I am a second year graduate student at the School of Information, UT Austin pursuing my MS in Information
Studies, with a focus on Data Science and Applied Machine Learning. I am interested in exploring the research
areas of Language Modeling, Computational Social Science, and Ethics and Fariness of AI systems. I am currently
pursuing my Master's Thesis on the applications of LLMs and Retrieval Augmented Generation as part of decision-making
suppport systems and for evidence-based search under the guidance of Dr. Matt Lease.
I graduated from the Indian Institute of Technology Roorkee, with a bachelors degree in Materials Engineering in 2020 and then worked as a data scientist for two years prior to joining UT Austin. I am very enthusiastic about volunteering for Data Science for Social Good initiatives, and have been a collaborator for both Datakind and Omdena AI in the past.
Outside of work I am a huge sports buff, regularly following Football, Snooker, F1, Golf, NBA, Tennis and Cricket. Compelling unscripted drama in sport and Indian sweets are my biggest weaknesses!
Under the guidance of Prof. Matt Lease and Prof. Maria de Arteaga, the project is aimed at using Large Language Models (LLMs) such as GPT3 to empower human-in-the-loop fact-checking systems to combat misinformation
Attempt to build a dataset with social, gender and economic features to identify how the norms of various castes and communities in the subcontinent have evolved over time from 19th century/early 20th century to the turn of the 21st century.

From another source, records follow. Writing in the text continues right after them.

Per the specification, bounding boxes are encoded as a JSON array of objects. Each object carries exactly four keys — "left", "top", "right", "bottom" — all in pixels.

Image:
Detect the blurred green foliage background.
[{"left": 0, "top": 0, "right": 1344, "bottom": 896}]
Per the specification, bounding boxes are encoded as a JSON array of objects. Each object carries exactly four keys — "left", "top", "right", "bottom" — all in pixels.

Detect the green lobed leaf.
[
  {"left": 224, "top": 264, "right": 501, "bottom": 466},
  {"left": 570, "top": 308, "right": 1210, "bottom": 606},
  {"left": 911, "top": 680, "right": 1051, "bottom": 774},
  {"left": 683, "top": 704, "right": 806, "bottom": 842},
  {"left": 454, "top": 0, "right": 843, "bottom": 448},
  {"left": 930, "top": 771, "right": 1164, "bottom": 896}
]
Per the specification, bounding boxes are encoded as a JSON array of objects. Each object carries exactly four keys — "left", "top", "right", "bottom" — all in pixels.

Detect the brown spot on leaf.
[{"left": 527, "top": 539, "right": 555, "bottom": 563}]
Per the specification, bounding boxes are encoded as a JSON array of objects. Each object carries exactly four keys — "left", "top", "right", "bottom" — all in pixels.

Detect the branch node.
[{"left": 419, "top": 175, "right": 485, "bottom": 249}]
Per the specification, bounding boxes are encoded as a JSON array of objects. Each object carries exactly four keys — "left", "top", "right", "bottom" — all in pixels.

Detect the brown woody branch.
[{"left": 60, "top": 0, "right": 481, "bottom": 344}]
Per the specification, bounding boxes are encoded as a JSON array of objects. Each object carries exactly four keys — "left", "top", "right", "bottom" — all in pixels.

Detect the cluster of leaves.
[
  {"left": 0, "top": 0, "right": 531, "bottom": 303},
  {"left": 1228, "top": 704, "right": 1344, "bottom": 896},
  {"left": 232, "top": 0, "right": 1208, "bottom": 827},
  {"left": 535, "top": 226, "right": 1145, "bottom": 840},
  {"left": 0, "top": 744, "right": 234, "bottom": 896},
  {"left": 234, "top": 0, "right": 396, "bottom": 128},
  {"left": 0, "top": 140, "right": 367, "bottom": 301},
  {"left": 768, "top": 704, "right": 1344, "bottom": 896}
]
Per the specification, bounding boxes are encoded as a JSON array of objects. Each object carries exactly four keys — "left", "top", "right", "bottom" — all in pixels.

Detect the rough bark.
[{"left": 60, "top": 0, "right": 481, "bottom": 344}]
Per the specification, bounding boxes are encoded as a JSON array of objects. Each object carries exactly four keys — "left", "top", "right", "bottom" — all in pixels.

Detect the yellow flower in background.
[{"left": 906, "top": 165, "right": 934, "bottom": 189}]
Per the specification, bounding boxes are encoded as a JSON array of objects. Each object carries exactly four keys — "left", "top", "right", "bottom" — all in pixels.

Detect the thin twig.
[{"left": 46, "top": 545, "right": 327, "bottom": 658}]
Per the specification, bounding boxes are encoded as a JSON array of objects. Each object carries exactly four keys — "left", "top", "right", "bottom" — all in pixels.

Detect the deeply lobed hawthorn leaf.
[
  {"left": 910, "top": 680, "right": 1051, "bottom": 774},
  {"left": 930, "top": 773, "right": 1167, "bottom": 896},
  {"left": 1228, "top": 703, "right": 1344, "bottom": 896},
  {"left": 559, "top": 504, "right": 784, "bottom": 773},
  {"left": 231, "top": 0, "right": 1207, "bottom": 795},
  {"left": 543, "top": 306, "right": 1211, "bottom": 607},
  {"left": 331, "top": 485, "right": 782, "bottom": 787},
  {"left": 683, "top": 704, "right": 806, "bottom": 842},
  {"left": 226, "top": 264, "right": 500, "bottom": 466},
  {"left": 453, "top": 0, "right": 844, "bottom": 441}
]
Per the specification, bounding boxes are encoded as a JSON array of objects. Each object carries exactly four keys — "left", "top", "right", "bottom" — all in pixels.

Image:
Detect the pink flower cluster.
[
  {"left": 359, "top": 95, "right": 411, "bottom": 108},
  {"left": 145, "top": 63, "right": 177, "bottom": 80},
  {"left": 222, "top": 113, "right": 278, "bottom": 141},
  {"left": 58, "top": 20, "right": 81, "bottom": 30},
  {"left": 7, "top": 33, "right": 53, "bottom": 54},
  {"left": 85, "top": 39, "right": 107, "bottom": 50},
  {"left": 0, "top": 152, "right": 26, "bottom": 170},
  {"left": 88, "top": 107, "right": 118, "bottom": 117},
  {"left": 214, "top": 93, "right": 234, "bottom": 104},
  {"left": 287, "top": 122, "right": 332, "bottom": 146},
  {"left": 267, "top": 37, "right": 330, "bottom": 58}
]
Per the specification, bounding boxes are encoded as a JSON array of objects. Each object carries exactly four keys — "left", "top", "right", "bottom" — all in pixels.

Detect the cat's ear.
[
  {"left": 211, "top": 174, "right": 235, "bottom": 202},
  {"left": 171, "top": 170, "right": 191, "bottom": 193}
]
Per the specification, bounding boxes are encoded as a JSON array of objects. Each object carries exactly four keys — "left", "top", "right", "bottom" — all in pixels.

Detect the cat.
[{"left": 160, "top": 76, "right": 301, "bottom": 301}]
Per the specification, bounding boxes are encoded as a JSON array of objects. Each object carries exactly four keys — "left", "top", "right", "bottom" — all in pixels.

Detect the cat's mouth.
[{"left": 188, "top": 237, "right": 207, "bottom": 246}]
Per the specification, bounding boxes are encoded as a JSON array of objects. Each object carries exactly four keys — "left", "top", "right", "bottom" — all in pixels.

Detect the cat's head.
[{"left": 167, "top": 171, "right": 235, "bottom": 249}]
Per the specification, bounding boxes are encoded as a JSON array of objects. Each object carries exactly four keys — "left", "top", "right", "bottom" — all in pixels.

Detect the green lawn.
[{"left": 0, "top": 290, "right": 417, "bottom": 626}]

Using pre-indepence texts as source data, feature extraction was done using Tesseract for OCR and an NLP pipeline
Building of an automated system to create a biodiversity food web and population database of endangered species. As part of the pipeline, open source information of population species was scraped and a pre-trained BERT QnA model was used to identify time-series trends in population, followed by creation of food-webs using the NetworkX library
Creation of a social network of AI researchers to analyze the collaboration patterns and identify the prominent researchers in the field. Data was mined from arXiv followed by network analysis in Python via NetworkX to identify influential nodes by using network centrality measures.